Sonrió divertido por lo inadecuados que resultaban los regalos con el aspecto de su hermana, quien de momento no pareció afectada por semejante incongruencia sino por la elegancia de los obsequios. Noté que por un instante se entusiasmaba imaginándose tan engalanada; instintivamente se llevó la mano a la delicada garganta que (según me había dicho la señorita Pole) fue uno de sus encantos juveniles; pero la mano rozó los pliegues de suave muselina en la que siempre se envolvía hasta la barbilla y al recordarle el contacto lo impropio de un collar de perlas a su edad, dijo:

—Me temo que soy demasiado vieja, pero agradezco tu amabilidad. Es exactamente lo que habría deseado hace años, cuando era joven.

—Esa fue mi intención, querida Matty. Recordaba tus gustos, tan semejantes a los de mi querida madre.

Al mencionar aquel nombre, los dos hermanos se estrecharon la mano con más emoción aún, y aunque guardaban silencio me pareció que mi presencia los inhibía de decirse muchas cosas y subí a arreglar mi habitación para que Peter la ocupase aquella noche, mientras yo pensaba ocupar la mitad de la cama de la señorita Matty. Ante mi gesto, sin embargo, él se levantó.

—Debo ir a reservar una habitación en el George. Mi maletín está ahí.

—¡No! —exclamó la señorita Matty con gran disgusto—. No vayas, Peter, por favor. Mary, díselo. No debes ir.
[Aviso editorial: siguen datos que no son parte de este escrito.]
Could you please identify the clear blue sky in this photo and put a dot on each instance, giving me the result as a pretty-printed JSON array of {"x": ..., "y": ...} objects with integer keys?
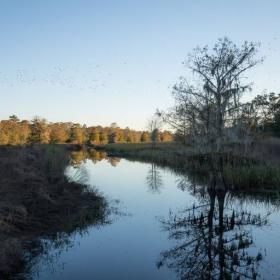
[{"x": 98, "y": 62}]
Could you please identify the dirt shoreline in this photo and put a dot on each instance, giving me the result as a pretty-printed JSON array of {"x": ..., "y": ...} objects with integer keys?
[{"x": 37, "y": 200}]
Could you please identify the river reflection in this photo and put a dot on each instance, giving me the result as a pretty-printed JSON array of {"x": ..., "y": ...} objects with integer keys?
[
  {"x": 180, "y": 227},
  {"x": 214, "y": 238}
]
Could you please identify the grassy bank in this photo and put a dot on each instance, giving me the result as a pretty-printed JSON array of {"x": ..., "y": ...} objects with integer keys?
[
  {"x": 37, "y": 200},
  {"x": 257, "y": 168}
]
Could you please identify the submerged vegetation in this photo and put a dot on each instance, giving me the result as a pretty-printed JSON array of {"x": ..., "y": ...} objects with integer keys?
[{"x": 38, "y": 201}]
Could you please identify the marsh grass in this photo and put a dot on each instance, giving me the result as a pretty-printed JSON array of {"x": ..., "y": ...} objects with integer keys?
[{"x": 251, "y": 170}]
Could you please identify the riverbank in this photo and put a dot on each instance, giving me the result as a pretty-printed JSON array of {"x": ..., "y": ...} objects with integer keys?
[
  {"x": 38, "y": 201},
  {"x": 258, "y": 167}
]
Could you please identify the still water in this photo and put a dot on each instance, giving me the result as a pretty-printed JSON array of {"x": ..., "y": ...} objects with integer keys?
[{"x": 167, "y": 226}]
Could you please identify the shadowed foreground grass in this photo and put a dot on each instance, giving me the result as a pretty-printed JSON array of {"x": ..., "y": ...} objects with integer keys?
[{"x": 37, "y": 201}]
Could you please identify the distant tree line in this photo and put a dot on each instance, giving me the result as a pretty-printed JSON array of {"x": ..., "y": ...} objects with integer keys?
[{"x": 19, "y": 132}]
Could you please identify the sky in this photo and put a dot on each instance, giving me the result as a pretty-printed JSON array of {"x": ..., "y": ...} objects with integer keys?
[{"x": 98, "y": 62}]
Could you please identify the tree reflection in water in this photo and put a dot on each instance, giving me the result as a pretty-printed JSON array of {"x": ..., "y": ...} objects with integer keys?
[
  {"x": 213, "y": 238},
  {"x": 154, "y": 179}
]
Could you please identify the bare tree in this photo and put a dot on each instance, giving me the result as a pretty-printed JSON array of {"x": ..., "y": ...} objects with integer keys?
[
  {"x": 206, "y": 110},
  {"x": 154, "y": 125}
]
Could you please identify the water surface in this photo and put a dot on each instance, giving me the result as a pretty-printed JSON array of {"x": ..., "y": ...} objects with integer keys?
[{"x": 163, "y": 231}]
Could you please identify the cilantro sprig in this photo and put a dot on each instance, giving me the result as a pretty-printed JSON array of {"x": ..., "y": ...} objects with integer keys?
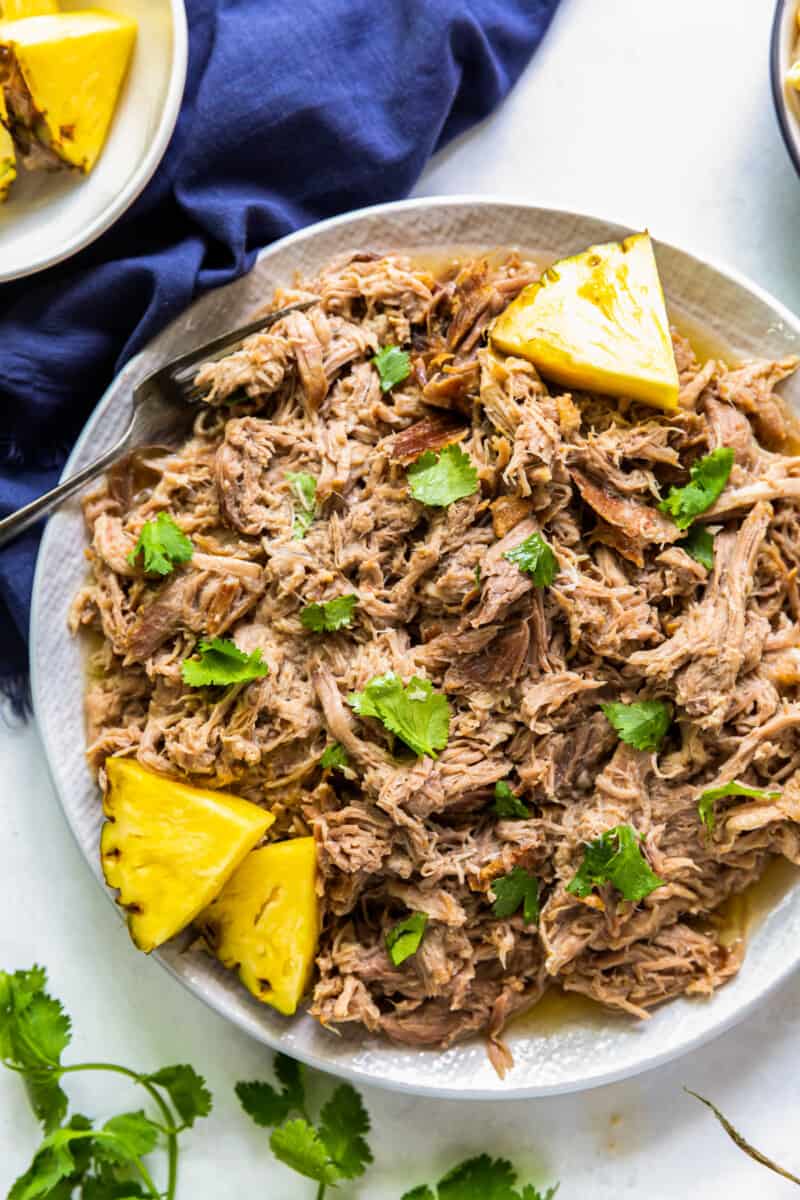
[
  {"x": 162, "y": 546},
  {"x": 417, "y": 714},
  {"x": 392, "y": 366},
  {"x": 741, "y": 1143},
  {"x": 440, "y": 478},
  {"x": 104, "y": 1162},
  {"x": 642, "y": 725},
  {"x": 507, "y": 805},
  {"x": 535, "y": 557},
  {"x": 304, "y": 492},
  {"x": 331, "y": 1150},
  {"x": 220, "y": 663},
  {"x": 708, "y": 799},
  {"x": 335, "y": 757},
  {"x": 517, "y": 889},
  {"x": 708, "y": 479},
  {"x": 615, "y": 858},
  {"x": 329, "y": 616},
  {"x": 698, "y": 545},
  {"x": 480, "y": 1179},
  {"x": 404, "y": 939}
]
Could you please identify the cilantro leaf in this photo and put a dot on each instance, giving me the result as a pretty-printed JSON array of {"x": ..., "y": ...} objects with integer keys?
[
  {"x": 392, "y": 365},
  {"x": 507, "y": 805},
  {"x": 403, "y": 940},
  {"x": 162, "y": 544},
  {"x": 698, "y": 545},
  {"x": 34, "y": 1033},
  {"x": 187, "y": 1091},
  {"x": 708, "y": 479},
  {"x": 304, "y": 490},
  {"x": 221, "y": 663},
  {"x": 415, "y": 713},
  {"x": 126, "y": 1138},
  {"x": 440, "y": 478},
  {"x": 480, "y": 1179},
  {"x": 615, "y": 858},
  {"x": 268, "y": 1107},
  {"x": 299, "y": 1146},
  {"x": 642, "y": 725},
  {"x": 535, "y": 558},
  {"x": 515, "y": 889},
  {"x": 329, "y": 616},
  {"x": 707, "y": 799},
  {"x": 335, "y": 757},
  {"x": 50, "y": 1165},
  {"x": 343, "y": 1125}
]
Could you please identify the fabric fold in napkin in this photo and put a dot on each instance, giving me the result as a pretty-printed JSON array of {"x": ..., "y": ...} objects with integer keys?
[{"x": 292, "y": 113}]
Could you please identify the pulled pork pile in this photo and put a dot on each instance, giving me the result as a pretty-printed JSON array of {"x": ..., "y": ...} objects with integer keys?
[{"x": 630, "y": 616}]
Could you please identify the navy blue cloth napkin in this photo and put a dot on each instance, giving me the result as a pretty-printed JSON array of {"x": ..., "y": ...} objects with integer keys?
[{"x": 292, "y": 113}]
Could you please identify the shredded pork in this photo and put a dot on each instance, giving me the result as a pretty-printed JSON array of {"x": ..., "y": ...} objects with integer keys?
[{"x": 630, "y": 616}]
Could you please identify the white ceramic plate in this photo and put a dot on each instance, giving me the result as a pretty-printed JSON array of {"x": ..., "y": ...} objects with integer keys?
[
  {"x": 551, "y": 1055},
  {"x": 50, "y": 216},
  {"x": 782, "y": 54}
]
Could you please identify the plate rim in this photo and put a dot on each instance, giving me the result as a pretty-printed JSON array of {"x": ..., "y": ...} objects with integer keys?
[
  {"x": 144, "y": 172},
  {"x": 263, "y": 1036}
]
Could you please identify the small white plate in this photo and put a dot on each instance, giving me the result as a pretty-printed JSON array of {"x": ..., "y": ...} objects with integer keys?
[
  {"x": 48, "y": 217},
  {"x": 589, "y": 1047}
]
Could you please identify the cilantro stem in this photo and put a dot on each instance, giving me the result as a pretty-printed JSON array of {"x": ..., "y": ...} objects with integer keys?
[{"x": 170, "y": 1132}]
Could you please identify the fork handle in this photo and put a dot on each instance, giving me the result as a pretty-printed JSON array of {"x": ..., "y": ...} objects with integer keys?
[{"x": 23, "y": 519}]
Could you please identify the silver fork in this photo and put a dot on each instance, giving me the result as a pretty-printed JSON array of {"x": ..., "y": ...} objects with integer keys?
[{"x": 164, "y": 406}]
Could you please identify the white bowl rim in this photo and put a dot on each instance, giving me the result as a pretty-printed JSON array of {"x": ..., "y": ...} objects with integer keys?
[
  {"x": 319, "y": 1062},
  {"x": 146, "y": 168}
]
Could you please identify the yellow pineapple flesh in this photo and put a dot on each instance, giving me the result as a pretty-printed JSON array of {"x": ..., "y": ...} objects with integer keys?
[
  {"x": 265, "y": 922},
  {"x": 169, "y": 849},
  {"x": 597, "y": 322}
]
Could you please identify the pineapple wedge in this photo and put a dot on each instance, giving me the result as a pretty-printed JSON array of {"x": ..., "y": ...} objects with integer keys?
[
  {"x": 597, "y": 322},
  {"x": 7, "y": 156},
  {"x": 265, "y": 922},
  {"x": 12, "y": 10},
  {"x": 61, "y": 77},
  {"x": 169, "y": 849}
]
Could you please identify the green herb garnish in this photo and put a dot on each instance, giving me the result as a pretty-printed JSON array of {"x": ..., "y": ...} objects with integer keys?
[
  {"x": 507, "y": 805},
  {"x": 515, "y": 889},
  {"x": 403, "y": 940},
  {"x": 642, "y": 725},
  {"x": 332, "y": 1150},
  {"x": 392, "y": 365},
  {"x": 535, "y": 557},
  {"x": 221, "y": 663},
  {"x": 440, "y": 478},
  {"x": 741, "y": 1143},
  {"x": 698, "y": 545},
  {"x": 304, "y": 490},
  {"x": 335, "y": 757},
  {"x": 417, "y": 714},
  {"x": 162, "y": 545},
  {"x": 103, "y": 1162},
  {"x": 615, "y": 858},
  {"x": 480, "y": 1179},
  {"x": 329, "y": 616},
  {"x": 708, "y": 798},
  {"x": 708, "y": 479}
]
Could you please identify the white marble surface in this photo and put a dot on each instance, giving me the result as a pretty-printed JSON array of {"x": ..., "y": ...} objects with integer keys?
[{"x": 649, "y": 113}]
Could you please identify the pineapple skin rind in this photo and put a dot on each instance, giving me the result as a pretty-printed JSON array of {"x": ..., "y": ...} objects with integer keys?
[
  {"x": 163, "y": 881},
  {"x": 265, "y": 922},
  {"x": 533, "y": 328}
]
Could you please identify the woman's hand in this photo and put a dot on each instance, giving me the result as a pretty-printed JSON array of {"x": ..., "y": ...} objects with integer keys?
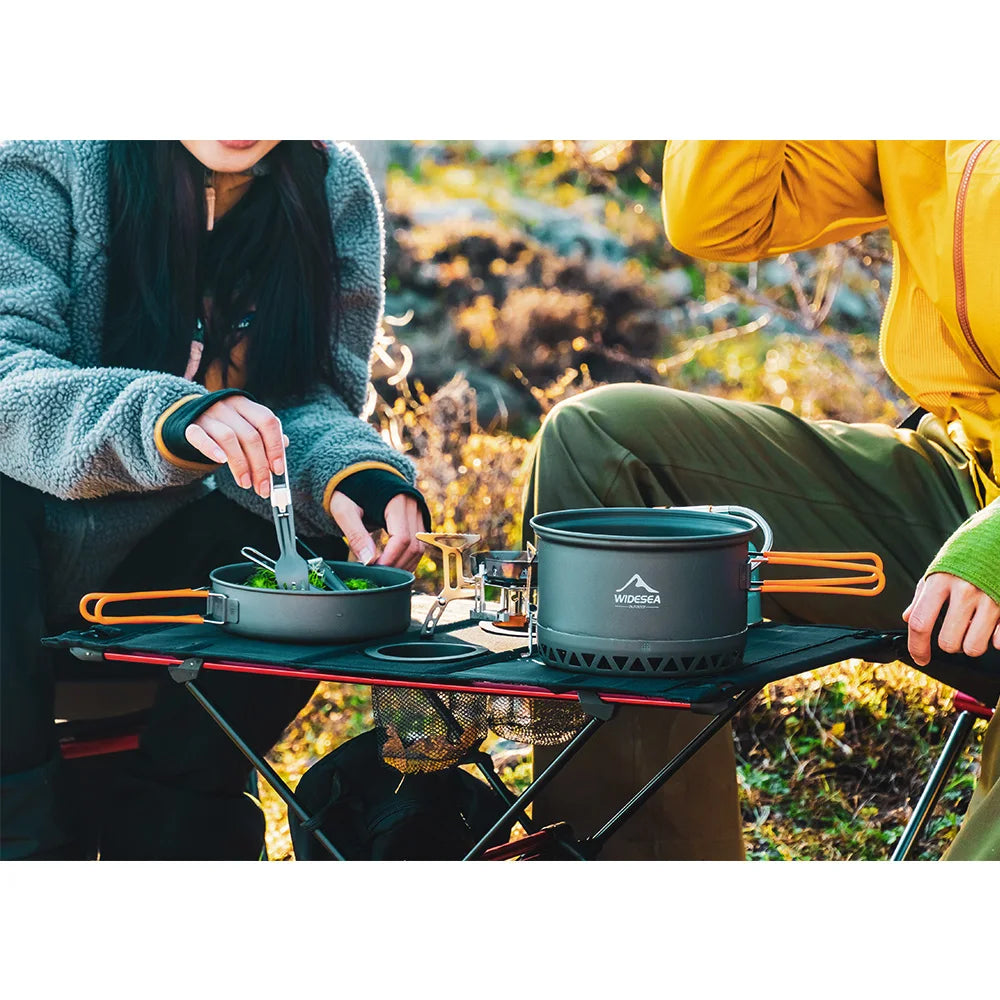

Al verla tan agitada, prometimos acceder a sus deseos. Peter volvió a sentarse y le dio la mano, que para mayor seguridad ella retuvo entre las suyas, y yo abandoné la sala para cumplir mi cometido. Hasta bien avanzada la noche, ya de madrugada, estuvimos hablando la señorita Matty y yo. Tenía mucho que contarme de la vida y aventuras de su hermano que este le había narrado al quedarse solos. Para ella, todo estaba muy claro, pero yo nunca comprendí por completo su historia. Cuando en los días posteriores se disipó el temor respetuoso que me inspiraba el señor Peter y me atreví a preguntárselo, se rio de mi curiosidad y me narró unas historias que parecían tan propias del barón Munchausen, que tuve la seguridad de que se burlaba de mí. Según la versión de la señorita Matty, participó como voluntario en el asedio de Rangún, le hicieron prisionero los birmanos y consiguió el beneficio de su libertad gracias a que supo practicar una sangría al jefe de la pequeña tribu cuando estaba gravemente enfermo. Al ser liberado tras largos años de cautiverio, halló las cartas que le habían devuelto de Inglaterra con la terrible palabra «Defunción» marcada sobre ellas; creyendo que era el último de la estirpe, se instaló como plantador de añil con el propósito de pasar el resto de su vida en el país a cuyos habitantes y modo de vida se había acostumbrado. Cuando recibió mi carta, con la singular vehemencia que le caracterizaba en su vejez tanto como en su juventud vendió las tierras y todas sus posesiones al primer comprador y regresó a casa con su pobre y anciana hermana, que cuando lo contemplaba era más feliz y rica que una princesa. Hablamos hasta que me quedé dormida, aunque más tarde me despertó el ligero ruido de la puerta, por el que se disculpó mientras se deslizaba en la cama; según parece, cuando yo no pude confirmar la creencia de que su hermano, desaparecido tan largo tiempo, estaba allí realmente, comenzó a temer que no hubiera sido más que uno de sus sueños, que Peter no hubiera estado sentado a su lado aquella bendita tarde, sino que yaciera cadáver, muy lejos, bajo una ola salvaje o un extraño árbol de Oriente. Tan profunda fue su inquietud que tuvo que levantarse y comprobar por sí misma que él se encontraba allí al escuchar a través de la puerta su respiración regular y uniforme —no quiero llamarla ronquido, pero yo misma la oí a través de dos puertas cerradas— y al poco rato la señorita Matty, ya tranquila, se quedó dormida.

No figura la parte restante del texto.